Costi, rischio di perdita di capitale umano ed eccezionalità delle esperienze di decentralizzazione: ascoltato in audizione alla Commissione Affari Costituzionali della Camera sulla proposta di legge per il trasferimento a Milano delle sedi della Consob e dell’Antitrust, il presidente dell’Autorità per le Garanzie nelle Comunicazioni Corrado Calabrò ha di fatto sottolineato i limiti e i rischi legati al progetto.

Ha detto Calabrò in audizione: "In generale può dirsi che i casi di decentralizzazione delle Autorità sono una eccezione nel panorama europeo ed internazionale, essendo la grande maggioranza dei regolatori localizzata nelle capitali, in considerazione delle rilevanti interazioni con le altre istituzioni".

Il presidente dell’Agcom ha ripercorso nel suo intervento la dinamica di localizzazione o delocalizzazione di diverse Autorità di regolamentazione nel settore delle comunicazioni elettroniche in Europa. Conclusione? "Quello che, in generale, si può sottolineare – ha detto Calabrò – è che l’opzione delocalizzatrice è l’eccezione e si accompagna di norma ad una perdita, in prima attuazione, del personale più esperto e quindi necessita di un piano di sostegno all’occupazione che può far aumentare i costi di esercizio dell’istituzione e renderne stentata l’attività, almeno nel breve periodo".

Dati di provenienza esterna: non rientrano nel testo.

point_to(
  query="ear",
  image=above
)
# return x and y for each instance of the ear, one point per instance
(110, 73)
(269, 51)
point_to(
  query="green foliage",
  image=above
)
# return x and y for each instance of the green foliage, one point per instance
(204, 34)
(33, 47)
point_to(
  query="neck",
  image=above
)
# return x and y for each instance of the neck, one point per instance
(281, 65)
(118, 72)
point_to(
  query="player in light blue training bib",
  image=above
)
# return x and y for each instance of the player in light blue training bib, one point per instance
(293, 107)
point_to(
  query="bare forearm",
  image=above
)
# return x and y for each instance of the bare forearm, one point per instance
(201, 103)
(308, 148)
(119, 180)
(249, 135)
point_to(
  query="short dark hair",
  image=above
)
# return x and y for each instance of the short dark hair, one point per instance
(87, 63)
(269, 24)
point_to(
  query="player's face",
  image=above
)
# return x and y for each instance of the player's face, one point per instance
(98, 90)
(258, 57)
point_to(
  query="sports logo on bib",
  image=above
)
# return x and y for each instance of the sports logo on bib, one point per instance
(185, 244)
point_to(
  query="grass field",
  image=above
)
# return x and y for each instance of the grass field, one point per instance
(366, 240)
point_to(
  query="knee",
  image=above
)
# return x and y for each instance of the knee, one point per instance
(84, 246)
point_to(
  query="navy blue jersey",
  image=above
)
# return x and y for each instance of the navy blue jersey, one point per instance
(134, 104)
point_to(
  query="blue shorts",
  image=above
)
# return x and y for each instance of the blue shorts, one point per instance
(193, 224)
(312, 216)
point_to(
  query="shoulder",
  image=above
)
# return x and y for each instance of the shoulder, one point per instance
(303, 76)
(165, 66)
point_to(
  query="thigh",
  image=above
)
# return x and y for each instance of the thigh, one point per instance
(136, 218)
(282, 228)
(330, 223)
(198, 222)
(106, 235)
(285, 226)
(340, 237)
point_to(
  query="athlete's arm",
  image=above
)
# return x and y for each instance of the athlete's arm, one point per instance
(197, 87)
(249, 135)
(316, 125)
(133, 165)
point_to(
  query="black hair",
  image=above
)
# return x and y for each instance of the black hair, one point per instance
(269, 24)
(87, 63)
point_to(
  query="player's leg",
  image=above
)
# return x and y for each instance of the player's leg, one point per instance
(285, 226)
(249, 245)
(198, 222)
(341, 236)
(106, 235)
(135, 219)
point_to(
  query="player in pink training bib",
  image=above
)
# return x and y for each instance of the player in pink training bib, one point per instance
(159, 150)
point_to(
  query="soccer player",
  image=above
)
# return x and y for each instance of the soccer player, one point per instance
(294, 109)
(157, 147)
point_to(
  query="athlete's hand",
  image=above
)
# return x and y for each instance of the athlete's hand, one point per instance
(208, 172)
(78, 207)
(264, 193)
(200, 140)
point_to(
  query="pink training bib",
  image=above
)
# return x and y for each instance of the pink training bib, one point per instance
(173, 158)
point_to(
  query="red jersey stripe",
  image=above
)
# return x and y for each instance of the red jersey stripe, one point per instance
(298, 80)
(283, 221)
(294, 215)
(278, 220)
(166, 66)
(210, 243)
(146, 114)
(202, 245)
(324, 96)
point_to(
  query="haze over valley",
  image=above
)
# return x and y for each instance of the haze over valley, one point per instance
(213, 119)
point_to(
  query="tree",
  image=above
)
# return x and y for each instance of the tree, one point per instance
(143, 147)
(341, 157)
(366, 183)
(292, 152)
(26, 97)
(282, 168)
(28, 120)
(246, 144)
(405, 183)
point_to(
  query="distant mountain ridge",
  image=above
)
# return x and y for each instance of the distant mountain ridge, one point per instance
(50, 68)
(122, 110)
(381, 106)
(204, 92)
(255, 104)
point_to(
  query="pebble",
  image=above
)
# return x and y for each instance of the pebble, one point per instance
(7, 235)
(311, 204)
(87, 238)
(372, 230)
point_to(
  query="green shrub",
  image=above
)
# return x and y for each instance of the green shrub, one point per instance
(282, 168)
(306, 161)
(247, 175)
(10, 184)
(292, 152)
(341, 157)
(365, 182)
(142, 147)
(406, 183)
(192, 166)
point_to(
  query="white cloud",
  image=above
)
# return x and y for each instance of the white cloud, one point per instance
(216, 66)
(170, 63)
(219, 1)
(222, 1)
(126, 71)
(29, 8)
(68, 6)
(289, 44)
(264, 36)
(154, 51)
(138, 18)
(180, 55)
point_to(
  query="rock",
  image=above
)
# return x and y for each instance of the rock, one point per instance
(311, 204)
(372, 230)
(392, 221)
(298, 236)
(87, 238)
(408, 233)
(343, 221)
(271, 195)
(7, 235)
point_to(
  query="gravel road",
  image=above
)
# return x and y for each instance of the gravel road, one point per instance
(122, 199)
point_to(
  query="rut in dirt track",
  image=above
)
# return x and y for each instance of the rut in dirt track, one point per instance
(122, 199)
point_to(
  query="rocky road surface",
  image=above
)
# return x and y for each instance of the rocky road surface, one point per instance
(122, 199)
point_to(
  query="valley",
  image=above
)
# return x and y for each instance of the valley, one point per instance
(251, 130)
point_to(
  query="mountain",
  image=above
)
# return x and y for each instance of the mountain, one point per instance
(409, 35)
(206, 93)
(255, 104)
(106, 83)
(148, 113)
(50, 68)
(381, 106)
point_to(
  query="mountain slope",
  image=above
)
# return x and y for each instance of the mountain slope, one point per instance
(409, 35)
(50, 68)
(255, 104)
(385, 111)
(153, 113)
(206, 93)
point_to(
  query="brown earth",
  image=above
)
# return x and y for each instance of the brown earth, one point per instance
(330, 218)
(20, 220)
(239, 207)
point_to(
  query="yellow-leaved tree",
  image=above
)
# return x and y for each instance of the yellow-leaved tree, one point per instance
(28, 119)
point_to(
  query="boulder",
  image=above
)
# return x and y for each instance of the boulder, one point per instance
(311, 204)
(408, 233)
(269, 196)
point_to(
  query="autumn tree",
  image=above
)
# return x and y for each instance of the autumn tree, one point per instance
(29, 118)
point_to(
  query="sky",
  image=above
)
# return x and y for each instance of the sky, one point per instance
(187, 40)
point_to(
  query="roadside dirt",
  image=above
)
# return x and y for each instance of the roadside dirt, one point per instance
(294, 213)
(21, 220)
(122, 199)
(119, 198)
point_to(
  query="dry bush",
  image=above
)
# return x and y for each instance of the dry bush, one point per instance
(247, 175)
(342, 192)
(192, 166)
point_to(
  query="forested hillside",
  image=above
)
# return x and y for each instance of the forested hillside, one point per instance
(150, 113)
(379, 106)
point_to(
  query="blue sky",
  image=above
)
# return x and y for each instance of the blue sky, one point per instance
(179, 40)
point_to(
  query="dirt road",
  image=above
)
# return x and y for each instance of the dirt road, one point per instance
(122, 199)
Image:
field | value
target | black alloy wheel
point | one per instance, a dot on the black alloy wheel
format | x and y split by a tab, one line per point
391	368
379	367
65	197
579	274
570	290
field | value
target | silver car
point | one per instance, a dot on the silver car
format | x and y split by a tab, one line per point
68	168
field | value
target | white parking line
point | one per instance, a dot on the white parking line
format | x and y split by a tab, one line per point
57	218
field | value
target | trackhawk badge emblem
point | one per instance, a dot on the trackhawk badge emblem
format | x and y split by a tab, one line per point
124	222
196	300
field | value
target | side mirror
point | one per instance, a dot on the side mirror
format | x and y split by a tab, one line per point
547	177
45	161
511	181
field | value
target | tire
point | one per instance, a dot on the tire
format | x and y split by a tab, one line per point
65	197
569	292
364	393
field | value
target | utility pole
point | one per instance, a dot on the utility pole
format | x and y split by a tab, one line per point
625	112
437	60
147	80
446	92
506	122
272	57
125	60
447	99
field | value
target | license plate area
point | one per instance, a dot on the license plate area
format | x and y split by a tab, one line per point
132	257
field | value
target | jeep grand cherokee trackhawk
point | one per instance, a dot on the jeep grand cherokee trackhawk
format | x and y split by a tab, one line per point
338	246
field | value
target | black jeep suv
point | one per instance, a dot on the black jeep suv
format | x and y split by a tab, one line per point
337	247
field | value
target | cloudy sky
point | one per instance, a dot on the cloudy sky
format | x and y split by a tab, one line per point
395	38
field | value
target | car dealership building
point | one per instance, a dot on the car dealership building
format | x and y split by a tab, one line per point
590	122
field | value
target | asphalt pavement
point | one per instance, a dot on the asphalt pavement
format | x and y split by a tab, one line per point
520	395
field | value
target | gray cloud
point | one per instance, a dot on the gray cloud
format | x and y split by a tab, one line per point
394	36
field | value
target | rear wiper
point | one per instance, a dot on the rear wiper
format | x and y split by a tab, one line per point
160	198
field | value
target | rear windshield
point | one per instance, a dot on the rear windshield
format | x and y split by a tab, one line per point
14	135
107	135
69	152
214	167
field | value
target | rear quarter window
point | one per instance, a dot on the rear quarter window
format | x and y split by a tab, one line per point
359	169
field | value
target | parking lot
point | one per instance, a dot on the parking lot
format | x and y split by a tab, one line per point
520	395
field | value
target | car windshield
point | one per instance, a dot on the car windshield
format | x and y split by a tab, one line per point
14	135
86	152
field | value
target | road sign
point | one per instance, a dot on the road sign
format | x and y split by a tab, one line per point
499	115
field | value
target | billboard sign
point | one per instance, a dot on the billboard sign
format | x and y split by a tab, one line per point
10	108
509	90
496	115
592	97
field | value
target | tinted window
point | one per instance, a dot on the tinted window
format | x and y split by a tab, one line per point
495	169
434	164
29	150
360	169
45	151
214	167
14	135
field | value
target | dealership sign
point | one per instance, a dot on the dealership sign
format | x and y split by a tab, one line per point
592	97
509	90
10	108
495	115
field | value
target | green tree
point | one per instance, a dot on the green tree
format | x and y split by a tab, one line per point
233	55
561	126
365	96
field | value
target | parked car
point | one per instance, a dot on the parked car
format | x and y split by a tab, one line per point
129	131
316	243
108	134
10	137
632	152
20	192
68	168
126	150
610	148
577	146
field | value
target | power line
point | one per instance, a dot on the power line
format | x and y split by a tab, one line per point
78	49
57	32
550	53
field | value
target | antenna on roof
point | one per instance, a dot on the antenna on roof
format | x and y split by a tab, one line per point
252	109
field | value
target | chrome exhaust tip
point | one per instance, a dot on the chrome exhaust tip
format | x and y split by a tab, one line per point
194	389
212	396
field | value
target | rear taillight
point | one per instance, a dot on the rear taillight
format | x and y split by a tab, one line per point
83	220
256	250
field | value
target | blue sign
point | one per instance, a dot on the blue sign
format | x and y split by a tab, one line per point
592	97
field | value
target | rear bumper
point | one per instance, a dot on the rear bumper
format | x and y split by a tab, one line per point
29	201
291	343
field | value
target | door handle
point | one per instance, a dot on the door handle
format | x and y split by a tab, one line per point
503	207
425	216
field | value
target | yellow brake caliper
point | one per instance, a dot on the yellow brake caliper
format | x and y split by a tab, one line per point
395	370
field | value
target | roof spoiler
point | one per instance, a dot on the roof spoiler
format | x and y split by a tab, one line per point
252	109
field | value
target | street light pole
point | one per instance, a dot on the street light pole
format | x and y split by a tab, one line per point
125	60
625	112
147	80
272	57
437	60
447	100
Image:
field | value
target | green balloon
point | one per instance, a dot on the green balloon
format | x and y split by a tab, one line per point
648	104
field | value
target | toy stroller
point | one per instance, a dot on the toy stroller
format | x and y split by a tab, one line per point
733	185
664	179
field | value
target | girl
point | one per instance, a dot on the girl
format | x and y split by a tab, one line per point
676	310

In particolare, "sul piano organizzativo il rischio di duplicazione di funzioni e costi per il raccordo tra più sedi è elevato, soprattutto per strutture di non grandi dimensioni, in cui i costi generali (overhead) pesano significativamente sul bilancio. Peraltro i costi di coordinamento e di mobilità si possono in parte limitare attraverso un definito e attento processo di specializzazione funzionale". Allo stesso tempo, ha detto il presidente Agcom, non è da sottovalutare "l’effetto sul capitale umano sotto un duplice punto di vista. Da una parte, la perdita inevitabile di memoria organizzativa e di elevate capacità tipiche delle professionalità impiegate dalle Autorità indipendenti di regolazione e controllo costituisce un obiettivo impoverimento – quantomeno nei primi anni – per l’attività istituzionale. Dall’altra, soprattutto per il personale meno qualificato che non accetta di sopportare i costi della rilocalizzazione, si pone il rischio di un difficile riassorbimento nel mercato del lavoro, a maggior ragione in un contesto di crisi quale quello attuale che lo rende particolarmente asfittico anche nelle grandi realtà metropolitane".